CANBERRA – La superannuation torna al centro dello scontro politico federale, dopo che Pauline Hanson ha definito il sistema “sfasciato” e chiesto regole più flessibili per consentire agli australiani di utilizzare i propri risparmi pensionistici per comprare o estinguere un mutuo sulla casa.

La leader di One Nation ha rilanciato ieri una proposta destinata a pesare nel dibattito elettorale, sostenendo che la proprietà della casa debba avere un ruolo più importante nella sicurezza economica delle famiglie.

Il ministro del Tesoro Jim Chalmers ha reagito accusando One Nation e Liberali di mettere a rischio il futuro della superannuation obbligatoria.

“Le loro politiche e la loro ideologia sulla superannuation distruggerebbero la sicurezza economica e i redditi pensionistici di milioni di lavoratori australiani”, ha dichiarato oggi.

Chalmers ha aggiunto che il governo intende preservare l’attuale sistema e ha definito l’impostazione delle opposizioni contraria agli interessi dei lavoratori.
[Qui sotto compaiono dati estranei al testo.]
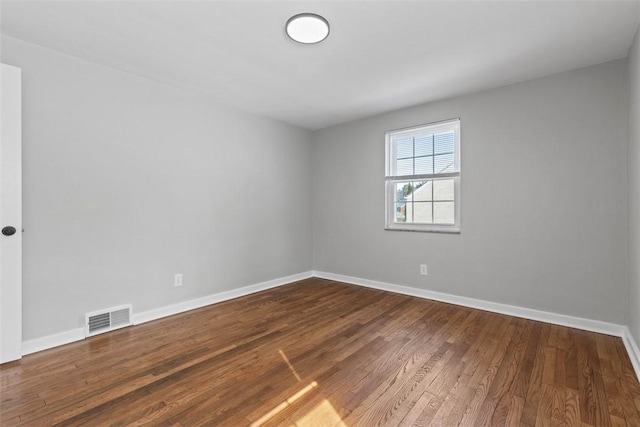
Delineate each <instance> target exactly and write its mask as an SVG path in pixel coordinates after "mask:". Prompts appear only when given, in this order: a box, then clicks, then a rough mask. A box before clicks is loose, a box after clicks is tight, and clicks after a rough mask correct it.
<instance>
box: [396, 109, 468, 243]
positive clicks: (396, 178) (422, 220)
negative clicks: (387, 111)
mask: <svg viewBox="0 0 640 427" xmlns="http://www.w3.org/2000/svg"><path fill="white" fill-rule="evenodd" d="M385 181H386V221H387V224H386V229H387V230H405V231H435V232H445V233H446V232H449V233H459V232H460V120H459V119H455V120H449V121H446V122H439V123H434V124H429V125H424V126H417V127H413V128H409V129H401V130H395V131H390V132H387V134H386V178H385Z"/></svg>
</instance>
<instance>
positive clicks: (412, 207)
mask: <svg viewBox="0 0 640 427" xmlns="http://www.w3.org/2000/svg"><path fill="white" fill-rule="evenodd" d="M404 212H405V222H413V203H412V202H407V203H406V204H405V205H404Z"/></svg>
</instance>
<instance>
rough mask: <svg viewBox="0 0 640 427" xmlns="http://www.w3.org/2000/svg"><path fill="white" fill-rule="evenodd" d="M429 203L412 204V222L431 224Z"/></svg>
mask: <svg viewBox="0 0 640 427" xmlns="http://www.w3.org/2000/svg"><path fill="white" fill-rule="evenodd" d="M432 205H433V203H431V202H416V203H414V204H413V222H422V223H432V222H433V216H432Z"/></svg>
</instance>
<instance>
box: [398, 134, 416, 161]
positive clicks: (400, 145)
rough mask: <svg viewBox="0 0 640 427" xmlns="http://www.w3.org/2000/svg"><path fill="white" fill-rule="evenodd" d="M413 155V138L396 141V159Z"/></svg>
mask: <svg viewBox="0 0 640 427" xmlns="http://www.w3.org/2000/svg"><path fill="white" fill-rule="evenodd" d="M407 157H413V138H404V139H399V140H398V141H397V142H396V159H406V158H407Z"/></svg>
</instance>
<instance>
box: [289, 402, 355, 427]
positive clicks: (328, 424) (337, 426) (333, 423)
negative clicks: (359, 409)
mask: <svg viewBox="0 0 640 427" xmlns="http://www.w3.org/2000/svg"><path fill="white" fill-rule="evenodd" d="M294 425H295V426H297V427H323V426H327V427H329V426H332V427H333V426H336V427H347V425H346V424H345V423H343V422H342V419H341V418H340V415H339V414H338V413H337V412H336V410H335V408H334V407H333V405H331V403H330V402H329V401H328V400H327V399H324V400H323V401H322V402H320V404H319V405H318V406H316V407H315V408H313V409H312V410H311V411H309V412H308V413H307V414H305V415H303V416H302V417H300V418H298V420H297V421H296V423H295V424H294Z"/></svg>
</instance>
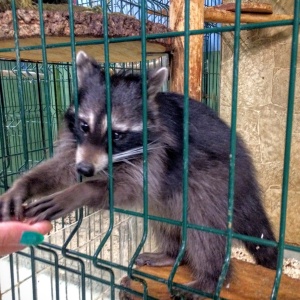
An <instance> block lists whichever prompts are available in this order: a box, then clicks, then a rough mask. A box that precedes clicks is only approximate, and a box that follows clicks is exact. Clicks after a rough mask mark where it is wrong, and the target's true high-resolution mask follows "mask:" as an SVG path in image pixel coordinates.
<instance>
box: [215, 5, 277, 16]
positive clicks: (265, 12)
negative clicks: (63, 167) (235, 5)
mask: <svg viewBox="0 0 300 300" xmlns="http://www.w3.org/2000/svg"><path fill="white" fill-rule="evenodd" d="M214 7H215V8H217V9H222V10H228V11H235V3H225V4H221V5H216V6H214ZM241 12H246V13H261V14H272V13H273V6H272V5H271V4H268V3H241Z"/></svg>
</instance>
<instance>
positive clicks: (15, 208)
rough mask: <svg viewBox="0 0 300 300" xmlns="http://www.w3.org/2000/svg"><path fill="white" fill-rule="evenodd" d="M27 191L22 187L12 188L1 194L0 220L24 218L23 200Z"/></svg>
mask: <svg viewBox="0 0 300 300" xmlns="http://www.w3.org/2000/svg"><path fill="white" fill-rule="evenodd" d="M25 200H26V193H25V192H24V190H23V189H22V188H11V189H9V190H8V191H7V192H6V193H4V194H3V195H1V196H0V221H10V220H22V219H23V218H24V207H23V205H22V204H23V202H24V201H25Z"/></svg>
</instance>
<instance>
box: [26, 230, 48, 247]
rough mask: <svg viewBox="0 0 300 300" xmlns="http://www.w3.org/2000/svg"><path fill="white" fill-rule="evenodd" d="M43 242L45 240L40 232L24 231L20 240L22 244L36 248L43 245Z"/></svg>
mask: <svg viewBox="0 0 300 300" xmlns="http://www.w3.org/2000/svg"><path fill="white" fill-rule="evenodd" d="M43 240H44V236H43V235H42V234H40V233H38V232H35V231H24V232H23V234H22V236H21V239H20V244H22V245H26V246H36V245H38V244H40V243H42V242H43Z"/></svg>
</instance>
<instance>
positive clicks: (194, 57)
mask: <svg viewBox="0 0 300 300" xmlns="http://www.w3.org/2000/svg"><path fill="white" fill-rule="evenodd" d="M184 11H185V9H184V0H171V3H170V19H169V21H170V28H171V30H173V31H183V30H184ZM189 20H190V29H191V30H192V29H202V28H203V26H204V0H191V1H190V18H189ZM189 40H190V51H189V95H190V97H192V98H194V99H196V100H200V99H201V79H202V52H203V35H194V36H191V37H190V38H189ZM173 46H174V47H173V52H172V55H171V62H170V65H171V81H170V83H171V84H170V90H171V91H173V92H177V93H181V94H182V93H183V92H184V86H183V82H184V37H177V38H175V39H174V43H173Z"/></svg>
La vice leader dell’opposizione Jane Hume ha però difeso l’importanza della proprietà immobiliare nel garantire stabilità economica durante la pensione.

“Sappiamo che il principale indicatore della sicurezza economica in pensione non è quanto si possiede nella superannuation, ma se si possiede una casa”, ha affermato.

Il confronto si accende mentre nuovi sondaggi mostrano un quadro politico più complesso per il governo.

Il Resolve Political Monitor pubblicato dai quotidiani del gruppo Nine indica che una chiara maggioranza degli intervistati ritiene che il Partito laburista stia gestendo l’immigrazione in modo mal pianificato.

Allo stesso tempo, il 60 per cento si è detto favorevole a prezzi delle abitazioni più bassi dopo le modifiche governative alle agevolazioni fiscali. Il sostegno ai cambiamenti sullo sconto dell’imposta sulle plusvalenze e sul negative gearing risulta quasi doppio rispetto all’opposizione.

Sul fronte parlamentare, il primo ministro Anthony Albanese ha incontrato il leader dell’opposizione Angus Taylor nel tentativo di trovare un terreno comune su alcune delle principali riforme in discussione.

Tra queste figura il National Disability Insurance Scheme (NDIS), per il quale una commissione guidata dal Partito laburista ha chiesto l’approvazione immediata delle modifiche. La Coalizione sostiene il taglio alla crescita della spesa, stimato in circa 38 miliardi di dollari in quattro anni, ma chiede ulteriori interventi contro gli operatori irregolari.